Williams had them all by now, even Ryan, still facing his computer but with his hands still and his head down, listening.

“Georg looks out at all of us. He’s got a sheet of paper full of typewritten notes. Dodd’s at the back of the room leaning against a bookshelf when Georg smiles, bends over like he’s bowing, then drops sweatpants and gotchies to his ankles and straightens up. His pecker is hanging six feet from Chantal’s face—”

“What the hell!” Vertesi exclaimed.

“Exactly. He starts to read this manifesto—all the world’s problems would be solved if we could see each other’s privates in public—but it’s hard to hear him because he’s drowned out by the girls, who are covering their mouths, laughing or screaming these horror-movie screams, and the guys yelling stupid shit from behind. Miss Dodd launches herself off the bookcase, hollerin’ something I can’t remember, and the bookcase topples over as she’s running between the desks, and Georg is reading somethin’ I can’t hear and everyone’s looking at his dick hanging there. Dodd slams into him and gets slapped in the face by it as she’s pullin’ up his sweatpants.

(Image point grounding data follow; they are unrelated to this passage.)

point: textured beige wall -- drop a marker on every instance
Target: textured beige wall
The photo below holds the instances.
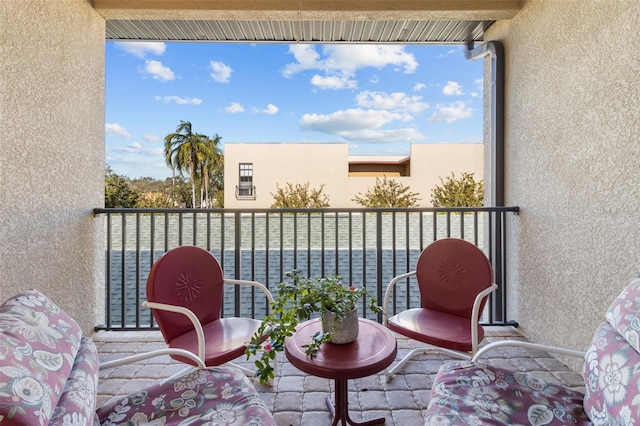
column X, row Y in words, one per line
column 52, row 156
column 572, row 162
column 328, row 165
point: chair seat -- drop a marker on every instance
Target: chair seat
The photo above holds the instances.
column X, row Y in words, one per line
column 435, row 328
column 225, row 340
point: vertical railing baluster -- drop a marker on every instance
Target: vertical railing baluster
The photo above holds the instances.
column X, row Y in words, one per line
column 236, row 264
column 123, row 288
column 108, row 273
column 137, row 281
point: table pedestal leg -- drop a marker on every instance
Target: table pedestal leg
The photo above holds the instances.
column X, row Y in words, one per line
column 340, row 411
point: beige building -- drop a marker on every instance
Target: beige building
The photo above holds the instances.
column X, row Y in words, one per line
column 253, row 172
column 571, row 125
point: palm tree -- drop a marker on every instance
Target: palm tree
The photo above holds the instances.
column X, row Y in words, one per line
column 189, row 152
column 210, row 158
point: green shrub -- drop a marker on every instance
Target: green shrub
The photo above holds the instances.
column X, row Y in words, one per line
column 299, row 196
column 462, row 192
column 387, row 193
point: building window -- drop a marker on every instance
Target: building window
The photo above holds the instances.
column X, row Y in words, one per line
column 245, row 189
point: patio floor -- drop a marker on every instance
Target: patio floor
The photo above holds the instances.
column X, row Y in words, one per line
column 297, row 398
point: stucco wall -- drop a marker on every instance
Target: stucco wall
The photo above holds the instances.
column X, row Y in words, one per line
column 328, row 165
column 52, row 156
column 572, row 161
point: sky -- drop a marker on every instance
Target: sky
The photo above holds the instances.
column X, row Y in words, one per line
column 379, row 99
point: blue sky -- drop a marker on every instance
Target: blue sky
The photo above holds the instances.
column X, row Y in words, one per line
column 379, row 99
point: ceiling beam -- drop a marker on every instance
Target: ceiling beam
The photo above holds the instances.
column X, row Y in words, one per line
column 308, row 9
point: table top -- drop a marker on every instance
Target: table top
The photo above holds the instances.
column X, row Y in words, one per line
column 373, row 351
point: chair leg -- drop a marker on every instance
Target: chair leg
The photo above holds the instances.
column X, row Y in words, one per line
column 245, row 370
column 178, row 374
column 390, row 372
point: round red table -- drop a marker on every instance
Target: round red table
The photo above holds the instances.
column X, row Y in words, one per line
column 373, row 351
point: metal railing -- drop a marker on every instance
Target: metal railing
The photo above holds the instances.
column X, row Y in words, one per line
column 366, row 247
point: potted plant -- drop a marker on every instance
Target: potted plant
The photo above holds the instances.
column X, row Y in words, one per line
column 297, row 300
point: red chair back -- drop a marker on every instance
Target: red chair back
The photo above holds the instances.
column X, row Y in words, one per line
column 190, row 277
column 450, row 273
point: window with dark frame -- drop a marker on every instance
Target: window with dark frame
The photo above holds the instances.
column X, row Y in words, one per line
column 245, row 189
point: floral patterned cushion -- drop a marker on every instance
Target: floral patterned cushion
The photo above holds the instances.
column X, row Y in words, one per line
column 38, row 345
column 77, row 403
column 216, row 396
column 466, row 393
column 624, row 314
column 612, row 378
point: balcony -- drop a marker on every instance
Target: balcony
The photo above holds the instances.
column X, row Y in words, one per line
column 366, row 247
column 299, row 399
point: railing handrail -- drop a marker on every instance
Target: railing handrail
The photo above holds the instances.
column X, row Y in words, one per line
column 514, row 209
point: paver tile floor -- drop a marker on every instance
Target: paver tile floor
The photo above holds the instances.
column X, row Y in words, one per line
column 297, row 398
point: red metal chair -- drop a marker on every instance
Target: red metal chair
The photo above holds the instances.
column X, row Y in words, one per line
column 454, row 279
column 185, row 293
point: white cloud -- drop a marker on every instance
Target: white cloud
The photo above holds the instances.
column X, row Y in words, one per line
column 133, row 147
column 396, row 101
column 270, row 109
column 158, row 71
column 360, row 124
column 334, row 82
column 340, row 62
column 178, row 100
column 137, row 148
column 352, row 57
column 450, row 113
column 234, row 108
column 116, row 129
column 479, row 82
column 452, row 88
column 384, row 136
column 306, row 59
column 348, row 120
column 220, row 72
column 142, row 48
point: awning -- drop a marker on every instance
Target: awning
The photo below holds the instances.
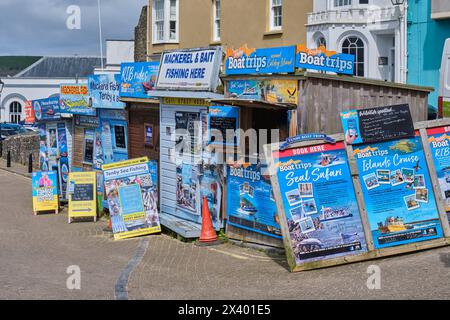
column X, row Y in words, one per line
column 255, row 104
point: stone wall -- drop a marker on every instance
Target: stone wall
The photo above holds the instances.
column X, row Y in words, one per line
column 21, row 146
column 140, row 37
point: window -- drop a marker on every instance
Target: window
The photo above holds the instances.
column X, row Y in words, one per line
column 276, row 14
column 165, row 21
column 216, row 14
column 355, row 46
column 15, row 112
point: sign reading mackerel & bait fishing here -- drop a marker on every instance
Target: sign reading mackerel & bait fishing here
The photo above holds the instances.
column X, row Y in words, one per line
column 316, row 202
column 82, row 193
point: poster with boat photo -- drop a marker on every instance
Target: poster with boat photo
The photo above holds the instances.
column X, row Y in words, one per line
column 319, row 203
column 404, row 210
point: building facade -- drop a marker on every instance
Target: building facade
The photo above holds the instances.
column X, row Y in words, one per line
column 428, row 27
column 372, row 30
column 174, row 24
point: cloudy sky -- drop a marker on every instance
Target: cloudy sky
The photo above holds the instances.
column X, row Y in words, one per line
column 38, row 27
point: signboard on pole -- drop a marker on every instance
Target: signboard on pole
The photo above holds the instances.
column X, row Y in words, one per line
column 82, row 191
column 193, row 69
column 397, row 192
column 132, row 197
column 45, row 192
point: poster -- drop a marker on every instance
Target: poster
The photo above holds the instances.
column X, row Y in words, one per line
column 319, row 201
column 74, row 99
column 260, row 61
column 377, row 124
column 397, row 192
column 138, row 79
column 439, row 140
column 45, row 191
column 132, row 198
column 104, row 91
column 82, row 194
column 272, row 91
column 250, row 202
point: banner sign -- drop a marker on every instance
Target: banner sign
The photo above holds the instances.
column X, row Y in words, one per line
column 132, row 198
column 398, row 193
column 221, row 119
column 324, row 60
column 45, row 191
column 272, row 91
column 260, row 61
column 195, row 69
column 439, row 140
column 138, row 79
column 250, row 202
column 377, row 124
column 46, row 109
column 104, row 91
column 320, row 206
column 75, row 100
column 82, row 194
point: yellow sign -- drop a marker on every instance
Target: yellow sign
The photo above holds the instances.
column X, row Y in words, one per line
column 82, row 195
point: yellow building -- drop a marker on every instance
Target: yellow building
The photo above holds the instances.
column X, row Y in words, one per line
column 175, row 24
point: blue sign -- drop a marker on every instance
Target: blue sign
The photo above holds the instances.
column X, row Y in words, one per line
column 104, row 91
column 323, row 60
column 46, row 109
column 250, row 202
column 397, row 192
column 137, row 80
column 260, row 61
column 319, row 202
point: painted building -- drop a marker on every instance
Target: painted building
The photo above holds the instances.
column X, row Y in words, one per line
column 428, row 27
column 372, row 30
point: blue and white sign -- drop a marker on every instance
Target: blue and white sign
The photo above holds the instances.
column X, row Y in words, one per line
column 260, row 61
column 104, row 91
column 196, row 69
column 137, row 80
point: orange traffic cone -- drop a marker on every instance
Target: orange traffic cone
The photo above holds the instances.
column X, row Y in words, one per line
column 208, row 233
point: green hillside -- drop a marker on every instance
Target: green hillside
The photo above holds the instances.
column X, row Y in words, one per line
column 11, row 65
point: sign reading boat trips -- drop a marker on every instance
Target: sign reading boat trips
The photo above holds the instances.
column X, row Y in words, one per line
column 74, row 98
column 377, row 124
column 194, row 69
column 317, row 204
column 398, row 193
column 439, row 140
column 250, row 202
column 132, row 197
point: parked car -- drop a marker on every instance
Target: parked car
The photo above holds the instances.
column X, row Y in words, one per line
column 444, row 84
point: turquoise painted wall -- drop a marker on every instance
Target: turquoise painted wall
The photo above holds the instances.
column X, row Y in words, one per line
column 426, row 39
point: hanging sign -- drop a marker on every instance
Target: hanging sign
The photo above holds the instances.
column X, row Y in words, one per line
column 45, row 191
column 439, row 140
column 260, row 61
column 377, row 124
column 397, row 192
column 194, row 69
column 82, row 191
column 324, row 60
column 132, row 197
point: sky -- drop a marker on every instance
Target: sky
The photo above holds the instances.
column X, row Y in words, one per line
column 39, row 27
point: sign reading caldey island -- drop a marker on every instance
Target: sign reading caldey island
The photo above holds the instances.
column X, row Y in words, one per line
column 377, row 124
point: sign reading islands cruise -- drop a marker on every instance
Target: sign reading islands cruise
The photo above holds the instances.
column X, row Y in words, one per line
column 194, row 69
column 259, row 61
column 324, row 60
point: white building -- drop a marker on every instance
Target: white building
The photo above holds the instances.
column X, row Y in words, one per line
column 372, row 30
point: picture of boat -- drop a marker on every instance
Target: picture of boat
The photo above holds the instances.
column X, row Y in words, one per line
column 329, row 214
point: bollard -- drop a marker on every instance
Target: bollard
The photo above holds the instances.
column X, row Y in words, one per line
column 30, row 163
column 8, row 159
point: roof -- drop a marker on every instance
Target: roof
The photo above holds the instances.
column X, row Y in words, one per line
column 61, row 67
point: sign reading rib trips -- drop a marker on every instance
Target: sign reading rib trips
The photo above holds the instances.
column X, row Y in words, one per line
column 324, row 60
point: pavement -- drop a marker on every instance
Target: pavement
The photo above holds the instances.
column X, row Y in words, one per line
column 36, row 252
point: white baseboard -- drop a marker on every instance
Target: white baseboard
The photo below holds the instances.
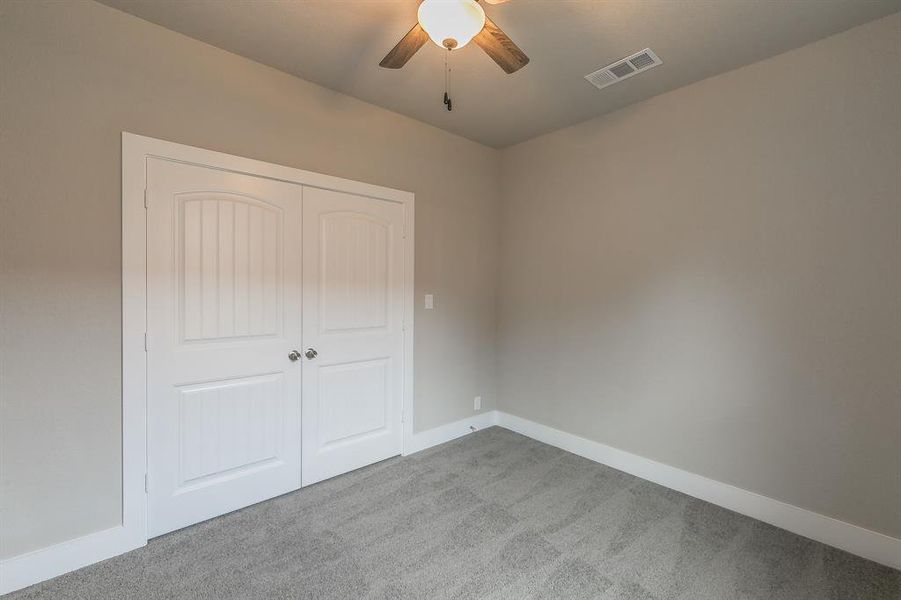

“Georg is as calm as can be—he just keeps reading. Somebody’s yellin’, ‘Ho-ly-shit-fuck-no-way!’ behind me and Dodd tears Georg off the chair, and it goes skidding across the floor and smashes a plaster bust of Shakespeare that was sitting like a shrine on the table by the window, and
wham
—they’re out the door and gone.”

“So what happened?”

“So, the paper he was reading from fell at my feet. There’s pande-fuckin’-monium breaking loose in the room and I’m sitting there reading this manifesto. He wanted us to understand that power comes from the groin—all subjugation, all violence, all rape, all of everything that’s evil. He had this whole thing mapped out.

At the end of it he was going to ask that we all stand up and take our clothes off—even Miss Dodd!”